Doxa y Episteme: Opinar, ¿Negación del Pensamiento?
“OPINAR”: ¿NEGACIÓN DEL PENSAMIENTO?
Rolando J. Núñez H[1].
“¿Tu verdad?, no, la Verdad,
y ven conmigo a buscarla.
La tuya, guárdatela”.
(Antonio Machado, Proverbio).
El problema que queremos abordar.
Frecuentemente el estudiante liquida su
responsabilidad de leer a los autores y dar cuenta de ello en clase espetando
la respuesta, o excusa, de que lo que él está diciendo es “su opinión”. Dicho
de otra manera, frente a la tarea encomendada por el profesor de leer
concienzudamente un determinado texto o autor, para luego ser discutido en
clase, por lo general, y salvo honrosas excepciones, el grueso de la clase
llega al salón sin haber leído, o habiendo mal leído fragmentos del texto, por
lo general los que corresponden a la primera página del material de lectura
previamente asignado. Todo esto trae como consecuencia que el estudiante no
esté en la posibilidad real de intervenir en clase con argumentos sólidos, por
lo cual sólo se limita a hacer amagos de interpretación de la lectura, a echar
mano de alguna anécdota y/o a “dar su opinión”.
Este
“decir la opinión” se ha convertido además en un punto de honor que,
comúnmente, parece intocable, por aquello de que “hay que respetar la opinión
del otro”. Este estado de cosas, como es lógico, hace imposible cualquier
posibilidad de generar, o favorecer, procesos reales de aprendizaje. Asistimos
entonces a un evento paradójico puesto que se supone que los estudiantes acuden
a la universidad a “estudiar” (vaya tautología), es decir, a incorporar a su
bagaje intelectual nuevos conocimientos, nuevos saberes y nuevas perspectivas,
pero, resulta que, ya de entrada hay una negación tajante a todo ese
acontecimiento por cuanto hay una desacato total a la invitación que había
escuchado San Agustín en la antigüedad de labios angelicales: “Toma y lee”.
No
se detiene aquí el menudo problema que nos plantea “la opinión” de nuestros
discípulos contemporáneos. El docente, que no queda perplejo ante el desparpajo
estudiantil de pretender despachar al preceptor con aquello de que “es que yo
leí en el libro de la vida profe”, trata de sortear el escollo y seguir
adelante pero inmediatamente se consigue con un nuevo obstáculo.

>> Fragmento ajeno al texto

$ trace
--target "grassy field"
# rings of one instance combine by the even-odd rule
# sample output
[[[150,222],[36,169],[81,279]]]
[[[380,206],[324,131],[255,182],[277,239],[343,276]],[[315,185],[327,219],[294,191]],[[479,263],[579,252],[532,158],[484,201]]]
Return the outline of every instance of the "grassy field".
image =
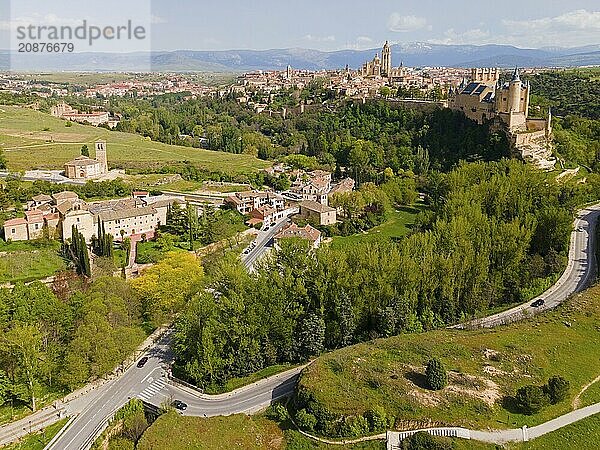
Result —
[[[137,450],[384,450],[383,441],[357,445],[327,445],[297,431],[283,431],[262,415],[235,414],[227,417],[182,417],[170,412],[146,430]]]
[[[379,405],[401,428],[447,424],[472,429],[533,426],[571,410],[572,399],[600,375],[600,286],[526,322],[493,330],[436,330],[395,336],[325,354],[302,374],[298,390],[333,414]],[[449,386],[430,391],[424,366],[439,357]],[[527,416],[513,395],[525,384],[561,375],[570,397]],[[593,386],[585,401],[600,401]],[[430,422],[431,421],[431,422]]]
[[[283,432],[260,416],[182,417],[176,412],[159,417],[144,433],[137,450],[265,450],[284,448]]]
[[[396,209],[387,214],[385,222],[381,225],[371,228],[369,231],[352,236],[336,236],[333,238],[331,246],[333,248],[345,248],[355,245],[358,242],[368,242],[381,239],[393,239],[402,237],[410,232],[411,226],[415,223],[415,218],[425,206],[415,204],[414,206],[405,206]]]
[[[78,156],[83,144],[90,149],[94,141],[107,141],[110,167],[154,168],[169,162],[190,161],[210,171],[231,175],[254,172],[269,164],[249,155],[214,152],[191,147],[152,142],[137,134],[109,131],[65,121],[16,106],[0,106],[0,148],[10,170],[61,169]]]
[[[2,450],[42,450],[46,444],[65,426],[69,419],[59,420],[53,425],[44,428],[39,433],[31,433],[21,441],[2,447]]]
[[[0,244],[0,283],[38,280],[65,270],[59,250],[57,241]]]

Al tratar de plantear al estudiante argumentos y
razones sustentadas acerca de los aspectos tratados en clase conseguirá más de
un alumno que sencillamente le dirá “es que usted profesor tiene su opinión y
yo tengo la mía”; o aquello, que para los efectos del caso viene a significar
lo mismo: “es que cada cabeza es un mundo”. Dicho esto, el desenvuelto
estudiante dará por concluido el asunto. De nuevo no podemos dejar de
preguntarnos: ¿no vino ese estudiante a recibir algo? ¿Por qué se niega entonces
de esa manera? ¿Sobre qué base asienta su resistencia a aceptar lo que le
plantea el profesor? Al buscar ese basamento nos damos de nuevo golpes contra
la pared. Los argumentos no aparecen, las razones brillan por su ausencia. Lo
que conseguimos en el que nos dice que esa es “su opinión” es el puro capricho,
la arbitrariedad llevada hasta las antípodas, aunque no será raro que sea él
precisamente el que acuse al profesor de arbitrario y de querer imponerle su
criterio. Comúnmente esa “opinión” está basada en lugares comunes, es frases
trilladas, mil veces repetidas pero que, al buscarle contenido, nos hallaremos
con un cascarón vacío; palabras, sólo palabras.
El
efecto de esta grave situación la podemos cartografiar en la manera como se
conduce y se expresa el egresado de nuestros centros de estudios superiores. Nos
conseguiremos con profesionales universitarios que se expresan deficientemente
sea en lo oral o en lo escrito; incapaces de responder adecuadamente ante una
situación problemática planteada; con serias deficiencias para asumir roles de
liderazgo y conducción, etc.
Lo que nos dice nuestra realidad universitaria.
Como
es natural inferir detrás de ese “dar la opinión” aparece la poca o nula
disponibilidad para leer y para enfrentarse, con seriedad y disciplina, a las
ideas planteadas por un autor. Quien esto escribe se ha dedicado a explorar las
distintas variables que se pueden conseguir de esta problemática en el aula de
clase con estudiantes de educación en la UPEL-Maracay.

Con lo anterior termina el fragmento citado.